To be fair to photography, especially 'fine art photography,' painting has had a few millennia head start in developing its vast expressive palette. Invented just over two hundred years ago, in 1822, photography is a comparative baby.
Below is the first photograph ever taken, by photography’s inventor, the Frenchman, Nicéphore Niépce
Today, this first photograph would be regarded as ‘documenting a subject’. It is far removed from ‘expressive photography’, or ‘Fine Art Photography’ as it has come to be known.
Up until the late nineteenth-century, photography was seen as a simple mechanical process for documenting reality with precision. As it became more widespread, however, some photographers began experimenting with their medium, playing, not only with subject matter, but with light, with lenses, and with darkroom processes, to produce conceptualised photographic images; images that rose above the mere surface of the object being captured on film.

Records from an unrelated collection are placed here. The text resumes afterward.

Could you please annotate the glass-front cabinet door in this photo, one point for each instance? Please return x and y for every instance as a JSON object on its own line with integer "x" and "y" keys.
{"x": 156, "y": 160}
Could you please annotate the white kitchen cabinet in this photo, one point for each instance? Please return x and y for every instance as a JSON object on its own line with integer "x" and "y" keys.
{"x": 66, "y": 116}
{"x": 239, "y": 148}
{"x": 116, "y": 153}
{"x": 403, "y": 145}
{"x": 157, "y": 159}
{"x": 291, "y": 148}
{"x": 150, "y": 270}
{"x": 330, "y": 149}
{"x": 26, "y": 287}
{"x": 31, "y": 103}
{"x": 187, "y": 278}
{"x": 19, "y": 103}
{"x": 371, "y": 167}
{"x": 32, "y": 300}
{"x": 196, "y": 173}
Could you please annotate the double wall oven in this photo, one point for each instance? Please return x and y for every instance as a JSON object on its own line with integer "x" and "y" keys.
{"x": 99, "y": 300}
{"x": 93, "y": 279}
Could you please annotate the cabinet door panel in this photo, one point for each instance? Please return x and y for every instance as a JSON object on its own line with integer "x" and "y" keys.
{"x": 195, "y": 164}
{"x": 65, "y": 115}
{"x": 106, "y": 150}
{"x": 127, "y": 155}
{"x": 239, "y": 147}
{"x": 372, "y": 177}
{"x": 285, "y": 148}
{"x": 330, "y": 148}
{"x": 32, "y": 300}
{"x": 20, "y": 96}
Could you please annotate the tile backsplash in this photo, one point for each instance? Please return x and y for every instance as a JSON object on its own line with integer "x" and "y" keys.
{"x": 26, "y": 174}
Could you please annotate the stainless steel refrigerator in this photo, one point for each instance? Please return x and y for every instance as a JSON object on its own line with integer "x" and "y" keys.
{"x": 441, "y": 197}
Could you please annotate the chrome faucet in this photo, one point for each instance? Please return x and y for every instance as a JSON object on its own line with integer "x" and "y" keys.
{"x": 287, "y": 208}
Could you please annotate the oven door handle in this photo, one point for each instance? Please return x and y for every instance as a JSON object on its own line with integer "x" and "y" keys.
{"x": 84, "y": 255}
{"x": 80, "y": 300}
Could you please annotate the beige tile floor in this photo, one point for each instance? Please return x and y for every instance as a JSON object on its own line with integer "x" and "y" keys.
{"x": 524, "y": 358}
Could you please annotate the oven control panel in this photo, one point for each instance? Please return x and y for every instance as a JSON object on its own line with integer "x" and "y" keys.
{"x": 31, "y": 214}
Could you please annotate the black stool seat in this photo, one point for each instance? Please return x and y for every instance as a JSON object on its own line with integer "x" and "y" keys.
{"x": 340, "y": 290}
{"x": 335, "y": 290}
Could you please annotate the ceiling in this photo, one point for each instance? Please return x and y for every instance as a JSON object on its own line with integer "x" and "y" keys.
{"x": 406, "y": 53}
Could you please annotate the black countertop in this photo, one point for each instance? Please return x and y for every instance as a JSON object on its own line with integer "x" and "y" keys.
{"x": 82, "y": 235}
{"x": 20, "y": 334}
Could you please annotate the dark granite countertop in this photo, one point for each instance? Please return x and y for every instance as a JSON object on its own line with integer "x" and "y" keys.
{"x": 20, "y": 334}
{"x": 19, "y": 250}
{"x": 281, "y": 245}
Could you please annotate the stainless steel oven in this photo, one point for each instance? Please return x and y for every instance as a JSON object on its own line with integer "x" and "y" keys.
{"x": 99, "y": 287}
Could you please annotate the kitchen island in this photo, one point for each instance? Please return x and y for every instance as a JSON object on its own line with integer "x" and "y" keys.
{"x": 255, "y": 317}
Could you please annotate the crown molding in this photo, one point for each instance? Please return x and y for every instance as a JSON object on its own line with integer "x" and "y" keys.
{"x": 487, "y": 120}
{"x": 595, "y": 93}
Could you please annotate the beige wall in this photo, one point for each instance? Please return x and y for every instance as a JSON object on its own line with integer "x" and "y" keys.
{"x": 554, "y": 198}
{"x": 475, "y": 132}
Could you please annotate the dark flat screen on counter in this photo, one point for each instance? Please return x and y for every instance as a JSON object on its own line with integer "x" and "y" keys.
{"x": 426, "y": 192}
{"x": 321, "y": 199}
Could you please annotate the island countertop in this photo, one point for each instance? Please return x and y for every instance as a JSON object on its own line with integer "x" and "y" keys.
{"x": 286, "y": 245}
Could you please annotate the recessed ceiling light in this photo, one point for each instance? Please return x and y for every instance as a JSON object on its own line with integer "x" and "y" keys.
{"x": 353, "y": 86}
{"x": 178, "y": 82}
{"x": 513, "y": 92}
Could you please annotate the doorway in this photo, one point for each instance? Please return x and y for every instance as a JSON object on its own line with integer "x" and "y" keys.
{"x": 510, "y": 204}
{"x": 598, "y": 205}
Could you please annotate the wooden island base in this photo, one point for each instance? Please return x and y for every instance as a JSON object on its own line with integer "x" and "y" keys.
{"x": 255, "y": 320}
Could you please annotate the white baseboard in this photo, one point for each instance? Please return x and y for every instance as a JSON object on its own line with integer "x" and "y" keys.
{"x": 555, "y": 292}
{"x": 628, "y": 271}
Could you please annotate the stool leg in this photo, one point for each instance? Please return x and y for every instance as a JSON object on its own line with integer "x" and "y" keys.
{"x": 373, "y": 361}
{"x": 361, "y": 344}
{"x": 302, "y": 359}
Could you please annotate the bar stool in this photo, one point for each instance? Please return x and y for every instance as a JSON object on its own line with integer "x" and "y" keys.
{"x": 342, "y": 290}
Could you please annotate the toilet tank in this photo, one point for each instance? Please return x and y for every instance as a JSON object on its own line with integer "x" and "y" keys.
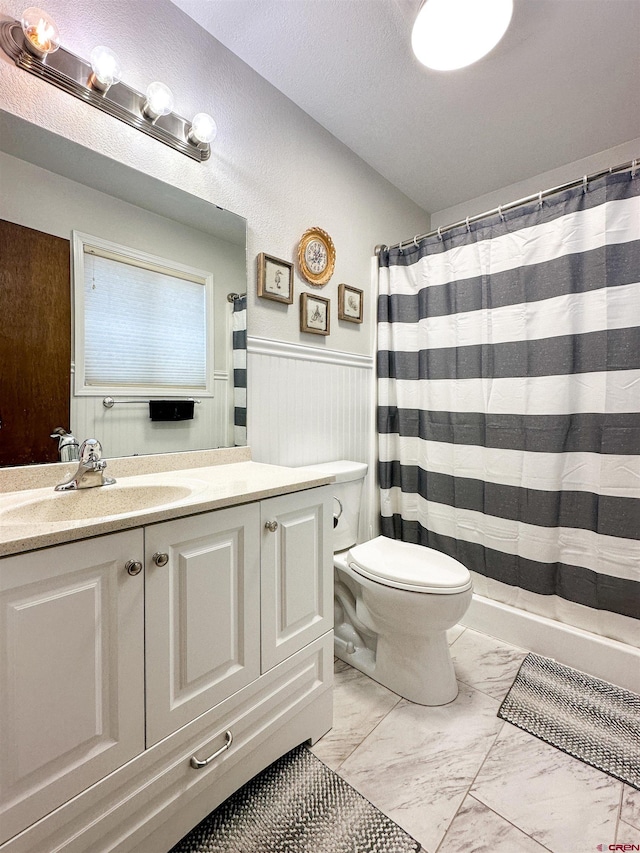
{"x": 347, "y": 491}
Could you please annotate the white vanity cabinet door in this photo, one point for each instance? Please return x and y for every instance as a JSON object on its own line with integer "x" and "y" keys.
{"x": 202, "y": 614}
{"x": 297, "y": 572}
{"x": 71, "y": 672}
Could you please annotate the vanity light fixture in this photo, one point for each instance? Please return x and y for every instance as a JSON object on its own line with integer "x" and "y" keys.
{"x": 203, "y": 129}
{"x": 451, "y": 34}
{"x": 159, "y": 101}
{"x": 33, "y": 43}
{"x": 105, "y": 68}
{"x": 41, "y": 35}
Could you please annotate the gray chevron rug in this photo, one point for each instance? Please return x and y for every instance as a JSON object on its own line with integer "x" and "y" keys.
{"x": 297, "y": 805}
{"x": 583, "y": 716}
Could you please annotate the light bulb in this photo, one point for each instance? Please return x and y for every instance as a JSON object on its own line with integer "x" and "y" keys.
{"x": 159, "y": 101}
{"x": 450, "y": 34}
{"x": 40, "y": 32}
{"x": 203, "y": 129}
{"x": 106, "y": 68}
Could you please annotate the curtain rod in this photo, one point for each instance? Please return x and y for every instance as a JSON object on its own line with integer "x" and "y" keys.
{"x": 632, "y": 165}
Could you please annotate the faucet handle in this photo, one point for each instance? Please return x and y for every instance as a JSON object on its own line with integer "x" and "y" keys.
{"x": 90, "y": 450}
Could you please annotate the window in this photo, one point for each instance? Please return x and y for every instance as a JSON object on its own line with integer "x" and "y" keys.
{"x": 144, "y": 324}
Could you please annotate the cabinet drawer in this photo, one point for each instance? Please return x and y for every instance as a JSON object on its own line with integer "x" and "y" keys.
{"x": 150, "y": 803}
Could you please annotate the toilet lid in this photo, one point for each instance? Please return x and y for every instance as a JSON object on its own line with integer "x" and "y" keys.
{"x": 407, "y": 566}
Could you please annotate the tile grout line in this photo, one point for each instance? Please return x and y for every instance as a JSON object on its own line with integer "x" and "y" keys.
{"x": 368, "y": 735}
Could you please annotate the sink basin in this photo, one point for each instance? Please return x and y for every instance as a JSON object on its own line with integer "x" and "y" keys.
{"x": 99, "y": 502}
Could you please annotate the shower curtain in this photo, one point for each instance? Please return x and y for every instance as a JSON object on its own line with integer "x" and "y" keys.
{"x": 239, "y": 347}
{"x": 509, "y": 395}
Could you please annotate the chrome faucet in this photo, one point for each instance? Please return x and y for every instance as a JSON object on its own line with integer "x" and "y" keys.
{"x": 90, "y": 471}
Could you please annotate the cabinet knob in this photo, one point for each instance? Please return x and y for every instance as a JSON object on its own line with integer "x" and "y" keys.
{"x": 134, "y": 567}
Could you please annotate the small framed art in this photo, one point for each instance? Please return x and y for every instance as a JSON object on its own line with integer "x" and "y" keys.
{"x": 350, "y": 303}
{"x": 314, "y": 314}
{"x": 275, "y": 279}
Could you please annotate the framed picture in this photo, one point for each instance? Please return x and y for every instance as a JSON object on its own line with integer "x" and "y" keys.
{"x": 275, "y": 279}
{"x": 314, "y": 314}
{"x": 350, "y": 303}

The expressive techniques they used were certainly different from those used by painters, but the result was the same: images provoking a powerful emotional and thoughtful response. This was the beginning of ‘Fine Art Photography’.
Photography was encroaching on the world of painting, not only in terms of its capacity to depict its subjects realistically, but in terms of its now increasingly expressive manifestations. With fine art photography continuing to snap at painting’s heels, where were the painters to go? They began producing images ever further way from depictions of the ‘real’. They delved into the mind, and - as in the case of the ‘Cubism movement’, led by Picasso and Braque - explored the very nature of perception itself. They delved ever deeper into the recesses of the mind, into the subconscious, giving rise to the ‘Surrealist Movement’ - its leading exponents, Salvador Dali and Max Ernst.
As painters departed, further and further, from representing the ‘real’, photographers followed. Painting, now, was starting to influence photography. Surrealism seeped into the work of photographers, early exponents of this form being, Angus Mc Bean, Florence Henri and Man Ray. Again, under the influence of painting, Cubist Photography emerged. This used photo-montage to create multifaceted perspectives of an object, landscape, or person.
Today, painting and fine art photography continue to influence, and mutually benefit, one another, creating an ever-richer pallet of creative and expressive tools. When Nicéphore Niépce invented photography and took the very first photograph, all those years ago in 1822, never, in his wildest dreams, could he have imagined the creative heights photography has scaled today.